Database object names and libpq in UTF-8 locale on Windows

From: Sebastien FLAESCH <sf(at)4js(dot)com>
To: pgsql-sql(at)postgresql(dot)org
Subject: Database object names and libpq in UTF-8 locale on Windows
Date: 2012-10-11 08:56:52
Message-ID: 507689D4.3050804@4js.com
Views: Raw Message | Whole Thread | Download mbox | Resend email
Thread:
Lists: pgsql-sql

Hello,

Using PostgreSQL 9.2.1 on Windows, I am facing a strange character set issue
with a UTF-8 database.

Maybe this is expected, but want to be sure that I am not missing something.

On Windows, I have created a database with:

ENCODING = 'UTF-8'
LC_COLLATE = 'English_United States.1252'
LC_CTYPE = 'English_United States.1252'

I am using libpq with a simple C program.
The program handles UTF-8 strings.

While it's not a traditional "UNICODE" Windows application using WCHAR, it
should be possible to send and get back UTF-8 data with PostgreSQL.

Interacting with the system in the Windows locale is another story, but from
a pure C / SQL / libpq point of view, as long as the PostgreSQL client encoding
is properly defined to UTF-8, it should work, and it does mainly:

- I can use UTF-8 string constants in my queries.
- I can pass UTF-8 data to the database with parameterized queries.
- I can fetch UTF-8 data from the database.
- I can create db object names with UTF-8 characters.

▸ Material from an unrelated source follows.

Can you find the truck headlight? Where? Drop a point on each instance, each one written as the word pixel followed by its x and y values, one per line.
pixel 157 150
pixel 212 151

But the db object names must be specified with double quotes:
When I do not use quoted db object names, I get a strange problem.
The table is created, I can use it in my program, I can even use it in the
pgAdmin query tool, but in the pgAdmin db browser, there is no table name
displayed in the treeview...

Further, when selecting schema information from pg_class, I can see that the
table exists, but there is nothing displayed in the relname attribute...

It appears that the problem disappears when using a "C" collation are char type:

ENCODING = 'UTF-8'
LC_COLLATE = 'C'
LC_CTYPE = 'C'

I suspect this has something to do with the fact that non-quoted identifiers
are converted to lowercase, and because my LC_CTYPE is English_United States.1252,
the conversion to lowercase fails...

But:

- why does PostgreSQL accept to create the table with invalid UTF-8 characters?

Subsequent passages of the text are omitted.